La tutelle, discriminant n° 1 des chefs d'établissements
Pour l'ADH, loin du cliché "chef discriminant/adjoint discriminé", son analyse des données par fonction au sein de l'hôpital ne fait pas apparaître de "critère différenciant". Ainsi, 32% des directeurs en chefferie déclarent avoir déjà été victimes d'agissements discriminants, un taux équivalent au 33% des adjoints. Toutefois, "ces discriminations n'interviennent pas dans les mêmes situations et [...] elles n'émanent pas des mêmes auteurs". En chefferie, les directeurs évoquent des cas, avant tout, sur l'évolution de carrière (63%) ou pour accéder à une promotion (33%), avec comme premier auteur la tutelle (48%) ou un partenaire institutionnel interne (33%)."Une certaine volonté de briser la loi du silence"
Par ailleurs, ce sujet des discriminations internes à l'hôpital demeure un sujet bien difficile à évoquer pour les directeurs. "Ainsi, plus de la moitié n'ont entrepris aucune action", relate l'ADH, alors que 23% ont fait appel au soutien syndical.
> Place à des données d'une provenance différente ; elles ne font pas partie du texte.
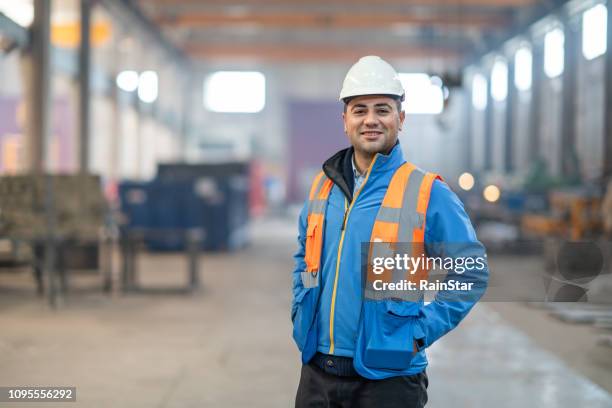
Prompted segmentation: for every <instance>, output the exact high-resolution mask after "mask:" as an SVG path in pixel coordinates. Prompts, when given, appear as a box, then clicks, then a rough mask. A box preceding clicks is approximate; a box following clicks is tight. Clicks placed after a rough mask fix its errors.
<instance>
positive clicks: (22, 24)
mask: <svg viewBox="0 0 612 408" xmlns="http://www.w3.org/2000/svg"><path fill="white" fill-rule="evenodd" d="M0 13H2V14H4V15H5V16H7V17H8V18H10V19H11V20H13V21H14V22H16V23H17V24H19V25H20V26H22V27H29V26H30V25H31V24H32V21H33V20H34V4H33V2H32V0H19V1H15V0H0Z"/></svg>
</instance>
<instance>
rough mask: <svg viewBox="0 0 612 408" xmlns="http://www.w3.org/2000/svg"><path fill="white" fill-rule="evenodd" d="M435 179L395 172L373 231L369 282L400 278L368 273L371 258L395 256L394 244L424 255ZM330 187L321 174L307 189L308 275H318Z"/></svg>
mask: <svg viewBox="0 0 612 408" xmlns="http://www.w3.org/2000/svg"><path fill="white" fill-rule="evenodd" d="M436 178H438V179H440V180H441V178H440V176H438V175H436V174H433V173H425V172H423V171H422V170H420V169H417V168H416V166H414V165H413V164H411V163H404V164H403V165H402V166H401V167H399V168H398V169H397V170H396V172H395V174H394V175H393V177H392V179H391V182H390V183H389V187H388V188H387V192H386V193H385V197H384V199H383V202H382V205H381V207H380V209H379V211H378V213H377V215H376V219H375V221H374V226H373V228H372V234H371V238H370V241H371V243H370V251H369V256H368V260H369V261H368V270H367V272H368V273H367V276H368V278H367V279H368V281H370V279H371V278H372V279H374V278H375V279H382V280H384V281H388V282H391V281H397V279H399V278H402V277H400V276H395V277H394V276H393V273H394V271H391V270H389V271H385V272H384V273H383V274H382V275H378V274H372V273H371V271H372V259H373V257H379V256H382V257H386V256H394V254H395V244H396V243H398V242H400V243H408V244H410V245H412V252H413V256H417V253H418V254H419V255H420V254H422V253H423V251H424V247H423V243H424V239H425V214H426V213H427V206H428V204H429V196H430V193H431V186H432V184H433V182H434V180H435V179H436ZM332 186H333V182H332V181H331V180H329V179H328V178H327V177H326V176H325V174H324V173H323V172H320V173H319V174H318V175H317V176H316V177H315V179H314V181H313V183H312V186H311V188H310V195H309V201H308V227H307V232H306V248H305V257H304V260H305V262H306V268H307V269H306V270H307V271H308V272H314V273H316V272H318V271H319V267H320V261H321V249H322V245H323V224H324V220H325V210H326V208H327V201H328V198H329V194H330V192H331V188H332ZM380 243H387V244H388V245H379V244H380ZM374 244H376V245H374ZM385 274H386V275H385ZM426 274H427V271H426V270H424V269H421V270H419V271H417V273H415V274H413V275H412V276H411V277H409V278H407V277H405V276H403V278H404V279H409V280H414V279H417V278H419V279H420V278H421V277H422V276H423V275H425V276H426ZM402 275H405V274H402ZM367 286H369V285H367ZM367 295H368V293H367V287H366V296H367Z"/></svg>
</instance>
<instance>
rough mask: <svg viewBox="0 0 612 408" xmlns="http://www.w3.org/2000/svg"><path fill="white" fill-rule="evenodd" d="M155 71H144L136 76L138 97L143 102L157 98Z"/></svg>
mask: <svg viewBox="0 0 612 408" xmlns="http://www.w3.org/2000/svg"><path fill="white" fill-rule="evenodd" d="M157 82H158V81H157V73H156V72H155V71H144V72H142V73H141V74H140V77H139V78H138V98H139V99H140V100H141V101H143V102H145V103H152V102H155V100H156V99H157V92H158V84H157Z"/></svg>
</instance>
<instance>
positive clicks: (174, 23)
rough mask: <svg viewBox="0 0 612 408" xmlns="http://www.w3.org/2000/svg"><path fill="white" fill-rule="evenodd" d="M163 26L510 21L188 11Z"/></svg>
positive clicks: (478, 15) (285, 25) (307, 14)
mask: <svg viewBox="0 0 612 408" xmlns="http://www.w3.org/2000/svg"><path fill="white" fill-rule="evenodd" d="M156 21H157V23H158V24H160V25H161V26H171V27H183V28H184V27H188V28H209V27H222V26H234V25H235V26H244V25H249V26H260V27H262V28H264V27H283V28H297V27H300V28H305V27H306V28H312V29H323V28H386V27H387V26H389V25H394V24H402V25H413V26H420V27H422V26H442V27H473V28H486V29H503V28H504V27H507V26H509V25H510V24H511V20H510V19H509V18H508V17H505V16H490V15H487V16H485V15H462V14H454V15H446V16H441V15H435V16H419V15H401V14H397V13H392V14H383V13H381V14H350V13H342V14H311V13H273V14H272V13H270V14H247V15H231V14H227V13H189V14H183V15H177V16H172V17H162V18H159V19H157V20H156Z"/></svg>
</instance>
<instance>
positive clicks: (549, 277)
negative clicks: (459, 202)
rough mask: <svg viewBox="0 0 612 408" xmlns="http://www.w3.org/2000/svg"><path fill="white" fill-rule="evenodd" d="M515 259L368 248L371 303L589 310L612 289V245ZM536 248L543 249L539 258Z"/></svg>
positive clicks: (390, 249)
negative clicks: (402, 303) (411, 302)
mask: <svg viewBox="0 0 612 408" xmlns="http://www.w3.org/2000/svg"><path fill="white" fill-rule="evenodd" d="M521 245H523V246H524V248H523V249H524V251H522V253H524V254H530V256H529V257H527V256H521V251H519V253H515V254H513V255H512V256H507V257H501V258H499V257H493V258H490V257H488V256H487V254H486V251H485V248H484V247H483V246H482V245H481V244H480V243H478V242H470V243H428V244H427V245H425V244H423V243H387V242H372V243H370V242H366V243H363V244H362V250H361V265H362V275H363V279H362V282H363V296H364V298H365V299H369V300H381V299H396V300H404V301H419V300H425V301H432V300H434V299H438V300H444V301H457V302H464V301H471V302H473V301H478V300H480V301H489V302H512V301H519V302H524V301H528V302H550V301H555V302H588V301H591V300H597V290H596V289H597V288H598V287H602V285H603V286H605V285H606V284H608V283H609V285H612V274H611V272H610V263H611V262H610V256H611V255H610V254H612V243H610V242H601V241H600V242H592V241H581V242H557V243H556V244H555V245H553V246H551V244H550V243H544V242H543V241H524V242H522V243H521ZM536 248H538V249H537V250H536Z"/></svg>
Plus inquiétant, "un certain défaitisme semble habiter ceux qui ont déjà été confrontés à une situation de discrimination puisque plus de 60% considèrent qu'agir "n'aurait rien changé". Les autres raisons à l'inaction sont la crainte de représailles, les difficultés à prouver les faits, "une situation banalisée au sein de l'équipe de direction"... Un témoignage laisse ainsi entendre que "la discrimination envers les femmes enceintes est courante", avec de grandes difficultés évoquées à plusieurs reprises pour les jeunes femmes en âge d'avoir des enfants ou au retour d'un congé maternité. Un autre parle d'"un véritable déni de ces questions par les directions". Pour autant, "les témoignages recueillis dans le cadre de l'enquête soulignent une certaine volonté de briser la loi du silence, commente l'ADH, et les dirigeants hospitaliers semblent appeler à une prise de conscience de la profession".
Pour cela, ce n'est pas tant une politique nationale de lutte contre les discriminations dans les établissements publics de santé qu'il importe de mettre en place pour 51% des directeurs. Au contraire, il est plutôt "recommandé d'agir localement, en effectuant un travail quotidien de sensibilisation et en adoptant une attitude exemplaire". Les deux mesures les plus fréquemment citées sont les actions de sensibilisation et la formation des équipes (58%), ainsi que la mise en place de procédures de recrutement sur critères objectifs (42%). Et puis, à charge pour l'ADH, selon les sondés, de participer à l'élaboration de chartes ou de labels (44%), de guides (36,5%), de modules de formation (33,5%), de colloques (31%) et autres groupes de réflexion.
* Ce travail de l'ADH, sur trois semaines, porte sur 457 réponses, à 51% le fait de directrices. Les répondants sont à 74% adjoints et 19% chefs. Ils ont pour 40,5% de 30 à 44 ans.